Aprender a gerir o tempo

O que é que o tempo tem a ver com antioxidantes? Tudo. A falta do primeiro deixa-nos em stress, o que constitui uma agressão ao nosso organismo. Os segundos, na dose certa, defendem-nos e tornam-nos menos vulneráveis.

Uma adaptação da lengalenga “O tempo pergunta ao tempo” para os dias actuais certamente acabaria com uma resposta de que o “tempo tem cada vez menos tempo”. Corre, urge, ou corremos nós atrás dele e isso agride-nos e fragiliza-nos. Foi por isso que a Prisfar resolveu associar esta temática ao lançamento da nova campanha de um antioxidante que comercializa e convidou os jornalistas para um workshop para aprenderem a gerir melhor o seu tempo.

“Uma das razões que podem levar à toma de antioxidantes tem a ver com o facto de gerirmos mal o nosso tempo”, explicou Carlos Oliveira, administrador delegado da farmacêutica, ao Jornal do Centro de Saúde. “Vivemos o dia-a-dia com muito stress e sem tempo”, acrescentou.

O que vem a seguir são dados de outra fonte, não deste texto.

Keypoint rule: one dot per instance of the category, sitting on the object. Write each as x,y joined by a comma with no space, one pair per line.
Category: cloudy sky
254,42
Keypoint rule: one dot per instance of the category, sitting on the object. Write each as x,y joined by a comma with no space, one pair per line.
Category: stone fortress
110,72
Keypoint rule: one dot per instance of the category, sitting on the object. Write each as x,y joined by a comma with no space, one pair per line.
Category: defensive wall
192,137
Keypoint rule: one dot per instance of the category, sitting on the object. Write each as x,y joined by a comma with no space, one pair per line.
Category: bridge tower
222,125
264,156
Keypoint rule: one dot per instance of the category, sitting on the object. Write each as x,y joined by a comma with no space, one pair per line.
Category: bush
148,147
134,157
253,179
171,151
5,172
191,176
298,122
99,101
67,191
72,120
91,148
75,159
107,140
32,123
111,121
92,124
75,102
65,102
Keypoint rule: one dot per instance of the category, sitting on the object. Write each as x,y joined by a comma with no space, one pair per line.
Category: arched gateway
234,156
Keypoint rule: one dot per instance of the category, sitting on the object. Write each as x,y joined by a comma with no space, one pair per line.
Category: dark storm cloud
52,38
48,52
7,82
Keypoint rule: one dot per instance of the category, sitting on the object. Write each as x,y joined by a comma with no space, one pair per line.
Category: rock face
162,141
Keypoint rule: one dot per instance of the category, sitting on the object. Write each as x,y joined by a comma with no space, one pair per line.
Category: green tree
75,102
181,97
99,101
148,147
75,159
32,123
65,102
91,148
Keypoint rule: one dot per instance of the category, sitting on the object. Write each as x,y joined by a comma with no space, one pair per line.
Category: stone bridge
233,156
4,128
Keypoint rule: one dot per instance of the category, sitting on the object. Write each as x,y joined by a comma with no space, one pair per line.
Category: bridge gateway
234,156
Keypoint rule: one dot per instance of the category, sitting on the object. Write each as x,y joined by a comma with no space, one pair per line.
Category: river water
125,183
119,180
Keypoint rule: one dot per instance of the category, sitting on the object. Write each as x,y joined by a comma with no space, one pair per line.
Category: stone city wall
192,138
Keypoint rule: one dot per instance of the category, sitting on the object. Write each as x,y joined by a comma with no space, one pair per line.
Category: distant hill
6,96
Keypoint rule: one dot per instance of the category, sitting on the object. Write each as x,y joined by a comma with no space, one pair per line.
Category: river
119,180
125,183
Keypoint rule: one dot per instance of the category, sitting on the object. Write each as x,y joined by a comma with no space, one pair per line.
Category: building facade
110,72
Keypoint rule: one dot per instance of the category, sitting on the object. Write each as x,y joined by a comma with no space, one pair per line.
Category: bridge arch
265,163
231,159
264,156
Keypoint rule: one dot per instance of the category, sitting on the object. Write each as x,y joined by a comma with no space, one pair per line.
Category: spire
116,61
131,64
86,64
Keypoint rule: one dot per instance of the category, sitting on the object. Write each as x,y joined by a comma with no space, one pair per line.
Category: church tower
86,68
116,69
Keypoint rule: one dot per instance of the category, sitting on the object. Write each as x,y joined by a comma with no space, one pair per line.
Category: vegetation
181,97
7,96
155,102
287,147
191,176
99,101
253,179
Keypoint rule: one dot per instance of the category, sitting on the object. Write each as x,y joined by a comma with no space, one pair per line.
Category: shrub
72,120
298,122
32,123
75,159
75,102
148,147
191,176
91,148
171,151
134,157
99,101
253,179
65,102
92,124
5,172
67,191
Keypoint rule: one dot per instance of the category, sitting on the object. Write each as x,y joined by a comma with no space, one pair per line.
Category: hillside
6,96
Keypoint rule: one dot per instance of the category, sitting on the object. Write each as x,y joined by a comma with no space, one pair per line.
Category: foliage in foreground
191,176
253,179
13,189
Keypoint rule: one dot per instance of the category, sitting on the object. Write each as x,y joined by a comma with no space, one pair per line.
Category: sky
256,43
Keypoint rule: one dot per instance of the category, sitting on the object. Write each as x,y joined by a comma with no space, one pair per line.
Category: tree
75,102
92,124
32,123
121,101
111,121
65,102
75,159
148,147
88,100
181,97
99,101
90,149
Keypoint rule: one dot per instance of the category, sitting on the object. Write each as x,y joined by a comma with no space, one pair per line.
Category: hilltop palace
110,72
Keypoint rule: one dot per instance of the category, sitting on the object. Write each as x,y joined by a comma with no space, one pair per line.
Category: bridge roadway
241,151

Segundo o responsável, a maioria das pessoas “não tem a noção do desgaste que sofremos quando vamos na nossa viatura para um sítio onde era suposto estarmos já, ou saímos meia hora mais tarde ou até saímos a horas, mas apanhamos trânsito”. “Não é à toa que há cada vez mais jovens a sofrer de AVC, mais enfartes e outros problemas, apesar de vivermos num mundo de tecnologia avançada”, aponta.

No workshop, Jorge Medeiros, docente universitário do ISCTE, começou por perguntar quantas pessoas estavam preocupadas em saber quanto tempo demoraria a sessão. O resultado foi avassalador: a larga maioria. “Um dos grandes problemas é que tendemos a achar que as coisas vão sempre demorar menos do que na realidade demoram”, explicou. Lição n.º 1: honestidade na avaliação. E antes de passar às notas seguintes, alertou: “os que estão com mais pressa são os que mais precisam desta sessão.”